The screening event was jointly organised by the Kuching South City Council and the Torabera ACG Festival. Michiru premiered at the Golden Screen Cinemas of The Spring Shopping Mall in Kuching, Sarawak, on 12 September 2026, followed by a worldwide premiere on YouTube on 16 September. A total of 550 free tickets were made available online for the premiere event.

==Reception==
After the premiere of Michiru was announced on 8 September 2026, all 550 free tickets for the film were claimed within 24 hours. On the same day, several media outlets also published information about the film on social media platforms, prompting discussion among netizens.

Some young netizens, particularly those working in the animation industry and related fields, questioned the use of artificial intelligence in the film's production. They raised concerns about copyright and potential infringement issues involving AI-generated content and pointed out similarities between the film's overall visual style and the works of Japanese anime director, Makoto Shinkai. Some also expressed concerns that the team's use of artificial intelligence in animation production could reduce the emphasis placed on local animation and creative talent, while arguing that the film's release on Malaysia Day was inappropriate.

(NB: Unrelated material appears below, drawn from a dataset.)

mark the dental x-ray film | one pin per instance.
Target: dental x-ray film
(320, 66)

Other netizens considered the film's overall visual style to be too similar to Japanese animation and said that it had insufficient connections to Malaysian culture. Some also compared the film with the Chinese animated film Niu Lai, directed by Xin Yumeng and written by Sun Lifang, expressing a preference for works created by human animators over AI-generated animation.

Some netizens also noticed the involvement of Sarawak artist, Mïïn in the character design after seeing the list of production personnel on the film's poster. Mïïn stated that he had previously shared the completed character design of "Michiru", the mascot character of "Isekai Zero", publicly on Facebook and subsequently sold the design to ARx Media Sdn. Bhd. According to Mïïn, the parties did not establish specific restrictions on the permitted uses of the character design when the transaction took place. He was generally aware that ARx Media Sdn. Bhd. would use the design for its products, but only learned around the time the premiere of Michiru was announced that the character had also been used in the production of the film.

Dato Wee Hong Seng stated that the Kuching South City Council's support for Michiru did not mean that it fully endorsed the use of artificial intelligence, but was intended to encourage Sarawakian talent to create works within certain limitations and regulations.